GCN LAB REVIEW
Display adapter an inexpensive way to improve presentations
Warpia's wireless USB unit helps classroom computer managers on a tight budget
- By Greg Crowe
- Apr 06, 2011
In a computer course classroom, some teachers may need to show students what their computers are doing. Often this is achieved by using a projector such as the NEC model we reviewed this month. But certain classroom floor plans make the use of projectors impractical. If the room isn’t long enough, for instance, the projected image could be quite small and require students to huddle close to see it. That would lead to shadows of people blocking the projection. Other rooms are simply too bright for projector use. And then the latest LCD projector might also be too expensive for a tight budget.
An alternative to this might be an extra monitor connected to the teacher’s computer. Unfortunately, most classroom budgets don’t allow for this extravagance, and if they did, the extra monitor might not be movable to an optimal viewing position. That usually requires the television that is used to show VHS tapes and DVDs to be wheeled in on a clunky A/V cart. It’s hardly high-tech.

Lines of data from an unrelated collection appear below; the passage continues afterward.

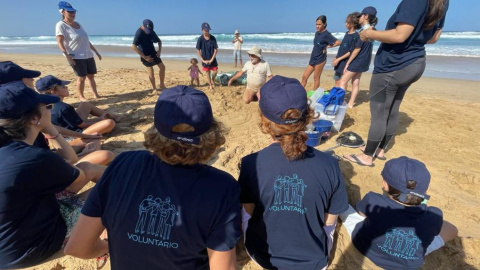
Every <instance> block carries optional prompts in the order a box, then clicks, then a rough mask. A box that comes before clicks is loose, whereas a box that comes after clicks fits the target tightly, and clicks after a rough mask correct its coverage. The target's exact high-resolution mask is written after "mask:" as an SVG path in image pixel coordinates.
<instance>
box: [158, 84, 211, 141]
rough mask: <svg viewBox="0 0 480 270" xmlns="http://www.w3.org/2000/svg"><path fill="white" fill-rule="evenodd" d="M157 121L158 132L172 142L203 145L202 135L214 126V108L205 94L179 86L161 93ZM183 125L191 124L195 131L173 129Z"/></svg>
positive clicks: (188, 88)
mask: <svg viewBox="0 0 480 270" xmlns="http://www.w3.org/2000/svg"><path fill="white" fill-rule="evenodd" d="M153 122H154V124H155V128H156V129H157V131H158V132H159V133H160V134H162V135H163V136H165V137H167V138H169V139H172V140H177V141H180V142H184V143H189V144H199V143H200V135H202V134H204V133H205V132H207V131H208V130H209V129H210V127H211V126H212V123H213V112H212V106H211V105H210V101H209V100H208V97H207V96H206V95H205V93H204V92H202V91H199V90H197V89H194V88H191V87H188V86H185V85H178V86H175V87H173V88H169V89H166V90H164V91H163V92H162V93H161V94H160V96H159V97H158V100H157V104H156V105H155V110H154V113H153ZM179 124H187V125H190V126H191V127H193V129H194V130H193V131H191V132H181V133H180V132H174V131H173V130H172V129H173V127H175V126H176V125H179Z"/></svg>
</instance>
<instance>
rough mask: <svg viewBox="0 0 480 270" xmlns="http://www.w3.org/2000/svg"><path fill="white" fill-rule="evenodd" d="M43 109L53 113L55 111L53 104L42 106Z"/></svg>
mask: <svg viewBox="0 0 480 270" xmlns="http://www.w3.org/2000/svg"><path fill="white" fill-rule="evenodd" d="M42 107H45V109H47V110H49V111H51V110H52V109H53V103H50V104H47V105H45V106H42Z"/></svg>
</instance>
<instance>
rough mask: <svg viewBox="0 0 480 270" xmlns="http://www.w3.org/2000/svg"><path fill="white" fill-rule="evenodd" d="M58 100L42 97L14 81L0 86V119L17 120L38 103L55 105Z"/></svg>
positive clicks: (20, 81)
mask: <svg viewBox="0 0 480 270" xmlns="http://www.w3.org/2000/svg"><path fill="white" fill-rule="evenodd" d="M59 101H60V98H59V97H57V96H52V95H42V94H39V93H37V92H35V90H33V89H31V88H28V87H27V86H26V85H25V84H24V83H23V82H21V81H16V82H10V83H7V84H2V85H0V119H18V118H20V117H22V116H23V115H25V114H26V113H29V112H30V111H31V110H33V109H34V108H35V107H37V106H38V104H40V103H44V104H51V103H57V102H59Z"/></svg>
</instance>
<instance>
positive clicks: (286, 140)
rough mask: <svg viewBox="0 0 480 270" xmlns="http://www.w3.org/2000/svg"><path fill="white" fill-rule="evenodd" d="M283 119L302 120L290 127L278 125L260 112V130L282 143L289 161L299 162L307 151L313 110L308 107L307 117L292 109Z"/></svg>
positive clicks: (285, 114) (293, 124)
mask: <svg viewBox="0 0 480 270" xmlns="http://www.w3.org/2000/svg"><path fill="white" fill-rule="evenodd" d="M282 118H283V119H299V118H300V119H301V120H300V121H298V122H297V123H294V124H289V125H281V124H276V123H274V122H272V121H270V120H268V119H267V118H266V117H265V116H264V115H263V114H262V113H261V112H260V124H259V125H260V129H261V130H262V132H263V133H265V134H268V135H270V136H271V137H272V138H274V139H275V140H276V141H278V142H279V143H280V146H281V148H282V151H283V154H284V155H285V157H287V159H288V160H297V159H302V158H303V157H304V154H305V151H307V145H306V141H307V138H308V137H307V134H306V133H305V130H306V128H307V124H308V123H310V122H311V121H312V119H313V110H312V109H310V107H309V106H307V111H306V112H305V115H303V116H302V112H300V111H299V110H297V109H290V110H288V111H286V112H285V113H284V114H283V115H282Z"/></svg>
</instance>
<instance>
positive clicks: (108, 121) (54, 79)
mask: <svg viewBox="0 0 480 270" xmlns="http://www.w3.org/2000/svg"><path fill="white" fill-rule="evenodd" d="M69 83H70V82H69V81H62V80H60V79H58V78H56V77H54V76H52V75H49V76H45V77H43V78H41V79H39V80H38V81H37V82H36V83H35V86H36V88H37V90H38V91H39V92H40V93H45V94H50V95H55V96H58V97H59V98H60V102H58V103H57V104H55V106H54V108H53V110H52V123H53V124H55V125H58V126H61V127H64V128H67V129H70V130H73V131H77V132H83V133H85V134H100V135H102V134H105V133H108V132H110V131H112V129H113V128H114V127H115V123H116V122H119V121H120V120H121V119H122V118H123V117H122V116H120V115H115V114H111V113H108V112H106V111H104V110H102V109H99V108H97V107H95V106H94V105H93V104H91V103H88V102H80V104H79V105H78V107H77V108H76V109H74V108H73V107H72V106H71V105H69V104H66V103H65V102H63V99H64V98H65V97H68V96H69V95H70V94H69V92H68V87H67V85H68V84H69ZM90 115H93V116H96V117H95V118H90V119H89V118H88V117H89V116H90Z"/></svg>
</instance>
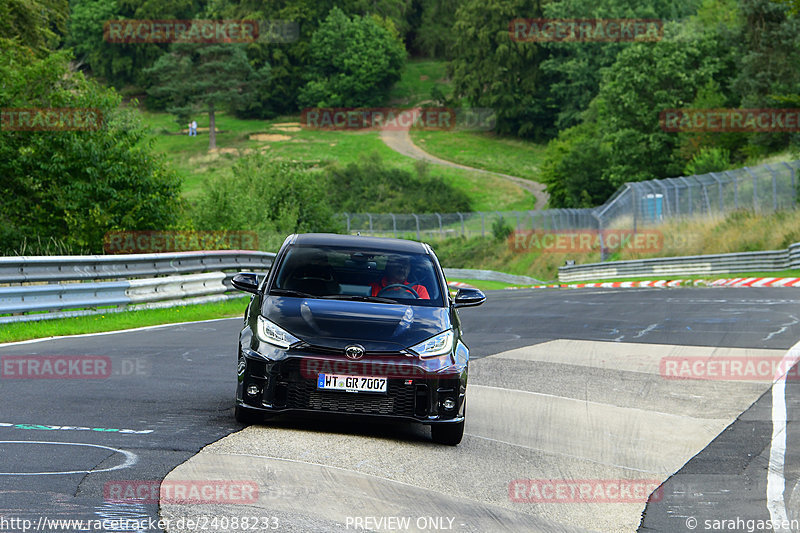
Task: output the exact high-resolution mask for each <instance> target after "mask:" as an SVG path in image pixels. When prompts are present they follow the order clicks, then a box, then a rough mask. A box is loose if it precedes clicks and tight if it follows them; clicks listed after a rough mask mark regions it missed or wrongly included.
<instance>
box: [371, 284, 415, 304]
mask: <svg viewBox="0 0 800 533" xmlns="http://www.w3.org/2000/svg"><path fill="white" fill-rule="evenodd" d="M398 288H399V289H404V290H407V291H408V292H410V293H411V294H413V295H414V298H416V299H418V300H419V294H417V291H415V290H414V289H412V288H411V287H409V286H408V285H403V284H402V283H392V284H391V285H387V286H386V287H384V288H382V289H381V290H379V291H378V294H376V296H380V295H381V294H383V293H384V292H385V291H388V290H389V289H398Z"/></svg>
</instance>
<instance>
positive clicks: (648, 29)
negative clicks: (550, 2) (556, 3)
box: [508, 18, 664, 43]
mask: <svg viewBox="0 0 800 533" xmlns="http://www.w3.org/2000/svg"><path fill="white" fill-rule="evenodd" d="M508 33H509V35H510V36H511V40H512V41H516V42H525V43H547V42H555V43H568V42H573V43H574V42H584V43H590V42H606V43H613V42H621V41H645V42H647V41H650V42H653V41H660V40H661V39H663V38H664V22H663V21H662V20H660V19H561V18H538V19H514V20H512V21H511V22H509V23H508Z"/></svg>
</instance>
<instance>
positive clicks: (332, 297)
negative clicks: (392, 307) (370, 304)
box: [321, 294, 397, 304]
mask: <svg viewBox="0 0 800 533" xmlns="http://www.w3.org/2000/svg"><path fill="white" fill-rule="evenodd" d="M321 298H325V299H328V300H354V301H356V302H379V303H384V304H396V303H397V300H392V299H391V298H383V297H380V296H361V295H358V294H329V295H327V296H321Z"/></svg>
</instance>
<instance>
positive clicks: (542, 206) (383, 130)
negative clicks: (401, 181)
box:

But guess what? With the right technology, this could serve as the means of displaying the demonstration anyway.
The SWP100A Wireless USB A/V Adapter from Warpia is a device for this job. The SWP100A’s base unit is only 3 inches wide by 3 inches long by 1 inch high, not including the USB adapter, which can be plugged into one of two ports. This unit weighs all of 2.5 ounces, so it’s quite easy to move from classroom to classroom. It has ports for HDMI and SVGA video, as well as a 3.5 mm jack and the aforementioned HDMI for stereo audio.
Warpia SWP100A Wireless USB A/V Adapter
Pros: Easy to set up; low cost.
Cons: Limited video connections.
Ease of Use: A
More tools for the classroom:
Switch keeps all classroom computers on the same page
TurboMeeting has everything you need for remote gatherings, in a small box
We were disappointed to find the inflexibility that these port options provided. Only the newer TVs and monitors would have an HDMI port, and older monitors would have an SVGA port. We felt that an S-video or RCA composite video port would have covered the middle ground much better than the options provided.
Setup was easy. We just plugged the base unit into a display, plugged the USB adapter into a notebook computer and ran the installation software. At this point the monitor showed everything that the laptop was doing. We found that the wireless connection worked fine as long as the unit stayed in line-of-sight range within the recommended distance of 30 feet. This still gave quite a lot of room to maneuver around a meeting room or even a lecture hall, and provided many placement options for the monitor and the computer. We could find no noticeable delay between the displays of the notebook PC and the remote monitor.
One might think this to be an ideal accessory for connecting a console game device wirelessly to a television. However, we want to point out that any device to be connected in this way must be able to run the driver for the USB adapter, and most consoles would not be able to do this. However, since this is not what the SWP100A was designed for, this isn’t really a shortcoming. We just felt it necessary to point it out.
Warpia has set the retail price of the SWP100A Wireless USB A/V Adapter at $140. We felt this was a good price for something that could eliminate or at least severely delay the purchase of new display equipment. It should be noted that the cost of even a moderately priced projector is about five times the cost of the SWP100A.
This display adapter would do best in smaller classrooms. However, it should appeal to the network administrator of any school that is on an extremely tight budget for new purchases. And making use of your existing equipment is almost always better than buying new stuff if what you have on hand can still get the job done.